Au cœur du Moyen Âge, une simple flûte et quelques gorgées de vin sont à l'origine d'une expression encore utilisée aujourd'hui : 'boire à tire-larigot'. Cette locution évoque une scène de convivialité où la musique et la boisson s’entremêlent.
Olivier Basselin et les chansons de taverne
Vers 1460, à Vire en Normandie, Olivier Basselin, foulon de métier, mène une double vie. Le jour, il travaille le drap, mais dès la tombée de la nuit, il trouve refuge dans les tavernes où il compose des chansons populaires, connues sous le nom de Vaux-de-Vire, ancêtres des vaudevilles. Ses mélodies, chantées de vive voix, abordent des thèmes universels comme le vin, les femmes et la moquerie, parfaits compagnons pour les soirées animées. C’est dans cette atmosphère festive que l’expression 'boire à tire-larigot' prend tout son sens.

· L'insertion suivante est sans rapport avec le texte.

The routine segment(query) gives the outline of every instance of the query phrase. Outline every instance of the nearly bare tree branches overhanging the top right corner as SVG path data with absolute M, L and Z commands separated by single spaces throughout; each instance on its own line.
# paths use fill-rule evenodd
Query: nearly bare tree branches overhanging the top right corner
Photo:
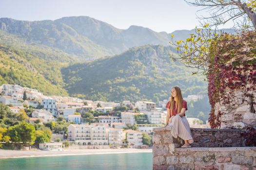
M 201 7 L 210 13 L 209 16 L 199 17 L 218 26 L 233 21 L 239 30 L 256 29 L 256 0 L 185 0 L 192 6 Z

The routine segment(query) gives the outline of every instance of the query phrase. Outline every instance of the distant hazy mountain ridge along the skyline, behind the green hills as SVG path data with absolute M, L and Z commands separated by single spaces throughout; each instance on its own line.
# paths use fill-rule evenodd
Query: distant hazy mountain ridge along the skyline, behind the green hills
M 0 30 L 24 38 L 28 44 L 57 48 L 91 61 L 146 44 L 168 45 L 167 33 L 131 26 L 121 30 L 91 17 L 63 17 L 57 20 L 20 21 L 0 18 Z

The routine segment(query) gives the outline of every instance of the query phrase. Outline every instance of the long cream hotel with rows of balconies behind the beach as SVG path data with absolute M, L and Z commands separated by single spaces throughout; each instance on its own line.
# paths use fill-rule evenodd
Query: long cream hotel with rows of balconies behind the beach
M 108 145 L 108 129 L 103 124 L 70 124 L 68 140 L 79 145 Z

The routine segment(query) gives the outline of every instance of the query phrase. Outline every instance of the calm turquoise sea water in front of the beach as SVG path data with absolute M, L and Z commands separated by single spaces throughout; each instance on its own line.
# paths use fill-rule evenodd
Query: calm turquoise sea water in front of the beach
M 152 170 L 152 153 L 0 159 L 0 170 Z

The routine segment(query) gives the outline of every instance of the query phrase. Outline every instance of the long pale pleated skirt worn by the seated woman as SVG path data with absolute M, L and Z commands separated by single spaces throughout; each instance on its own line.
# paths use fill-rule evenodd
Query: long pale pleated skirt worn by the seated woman
M 171 128 L 172 136 L 175 138 L 179 136 L 183 140 L 192 139 L 190 126 L 185 116 L 176 115 L 172 118 L 172 123 L 169 122 L 167 126 Z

Une origine entre cloche et flûte
Longtemps, on a pensé que cette expression provenait de la cathédrale de Rouen et de sa fameuse cloche la Rigaud, dont le poids de 10 tonnes exigeait un effort de taille. Selon la tradition, les hommes qui tiraient la cloche auraient eu recours au vin pour se donner du courage. Cependant, plusieurs linguistes, tels que ceux évoqués par l'Université de Caen, penchent pour une interprétation différente. Le 'larigot' désigne une petite flûte médiévale, et 'tirer' peut également signifier puiser du vin au fût. Dans l'argot populaire, 'flûter' signifie boire. Ainsi, l'image d'une consommation continue, semblable à la manière dont un musicien joue, se dessine naturellement.